Nvidia boss Jensen Huang in 2017. -

Chiang Ying-ying / AP / SIPA

While all eyes are on TikTok, Nvidia surprised on Monday.

The graphics card giant, which has big ambitions on the AI ​​front, has announced that it will buy the leader in smartphone chips ARM from the Japanese group SoftBank for the tidy sum of 40 billion dollars.

This mega-acquisition is expected to be finalized by March 2022, subject to the approval of many regulatory authorities around the world, including the UK, who view the change in ownership of this national technological gem with suspicion.

The UK government has argued that it is aware of ARM's "vital role in the technology sector" and the economy in the UK.

He is studying this transaction “including its impact on Cambridge head office”, with the possibility of “taking appropriate action”.

One of ARM's co-founders, Hermann Hauser, said he was "extremely worried" about the company's passage under the American flag when it is "the last remaining in the United Kingdom with a position dominant in mobile telephony and microprocessors ”.

Endangered partnerships

The takeover would, according to him, only worsen the domination of American technology, as shown by the power of giants like Apple, Amazon or Facebook.

"The sale of ARM to Nvidia will destroy its business model: to be the" Switzerland of the microprocessor sector "by acting equally towards its 500 license holders, Mr. Hauser said in a letter to the Prime Minister.

However, "most of them are competitors of Nvidia" and several are British companies, notes Mr. Hauser.

Without giving any guarantees on the 3,000 employees in the United Kingdom (out of 6,500 in the world), Nvidia promises to keep ARM's headquarters in Cambridge and wants to build an “artificial intelligence supercomputer” as well as its “hub”. European ”.

The boss of Nvidia, Jensen Huang, also assured in a letter to his employees that he would "maintain the neutrality" of ARM vis-à-vis its customers as well as its open license model.

Dazzling rise

Founded in 1990 in England, ARM is a microprocessor specialist with an overwhelming global market share in smartphones (95%).
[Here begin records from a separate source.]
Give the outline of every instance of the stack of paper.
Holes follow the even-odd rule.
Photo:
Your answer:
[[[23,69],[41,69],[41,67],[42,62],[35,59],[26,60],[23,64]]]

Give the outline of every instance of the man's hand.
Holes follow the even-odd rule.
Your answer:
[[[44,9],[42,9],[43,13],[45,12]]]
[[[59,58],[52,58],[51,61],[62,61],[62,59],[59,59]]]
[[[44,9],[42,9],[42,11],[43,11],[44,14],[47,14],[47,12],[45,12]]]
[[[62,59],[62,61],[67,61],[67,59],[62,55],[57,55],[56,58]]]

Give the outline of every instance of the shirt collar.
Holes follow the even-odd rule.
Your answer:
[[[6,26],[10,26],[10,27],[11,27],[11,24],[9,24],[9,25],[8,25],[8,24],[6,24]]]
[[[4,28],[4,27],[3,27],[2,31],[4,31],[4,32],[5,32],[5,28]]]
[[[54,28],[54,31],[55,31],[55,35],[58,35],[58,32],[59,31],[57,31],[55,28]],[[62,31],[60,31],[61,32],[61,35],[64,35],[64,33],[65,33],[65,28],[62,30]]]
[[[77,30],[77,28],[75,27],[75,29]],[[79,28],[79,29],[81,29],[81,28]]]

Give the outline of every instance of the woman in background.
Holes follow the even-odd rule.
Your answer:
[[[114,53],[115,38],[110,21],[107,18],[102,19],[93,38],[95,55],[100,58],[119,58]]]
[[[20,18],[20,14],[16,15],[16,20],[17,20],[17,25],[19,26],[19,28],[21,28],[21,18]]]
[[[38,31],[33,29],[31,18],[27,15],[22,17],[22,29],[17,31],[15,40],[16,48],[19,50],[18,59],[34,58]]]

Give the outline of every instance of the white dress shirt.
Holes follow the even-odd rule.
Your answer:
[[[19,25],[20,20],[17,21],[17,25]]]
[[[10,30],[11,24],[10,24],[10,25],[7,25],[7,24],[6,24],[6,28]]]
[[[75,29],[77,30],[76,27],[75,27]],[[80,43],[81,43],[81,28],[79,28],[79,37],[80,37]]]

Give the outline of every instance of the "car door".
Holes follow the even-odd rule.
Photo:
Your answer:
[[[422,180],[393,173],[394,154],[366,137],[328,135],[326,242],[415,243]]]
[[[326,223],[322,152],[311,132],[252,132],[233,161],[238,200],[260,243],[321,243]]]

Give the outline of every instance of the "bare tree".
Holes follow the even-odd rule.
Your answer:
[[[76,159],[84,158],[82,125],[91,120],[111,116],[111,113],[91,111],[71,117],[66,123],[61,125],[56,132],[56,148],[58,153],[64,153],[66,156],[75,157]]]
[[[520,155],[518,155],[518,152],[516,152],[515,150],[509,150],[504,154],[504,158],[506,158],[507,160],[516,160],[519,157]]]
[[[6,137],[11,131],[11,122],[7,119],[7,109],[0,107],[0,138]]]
But its chips, manufactured under license, are also found in countless sensors, connected objects and Cloud services (remote computing).

Nvidia is paying a high price to ramp up in artificial intelligence, connected objects and 5G, ARM's strengths.

It is one of the largest global mergers and acquisitions announced since the start of the year and one of the largest ever in the microprocessor sector, and which propels Nvidia to the rank of juggernaut in the sector.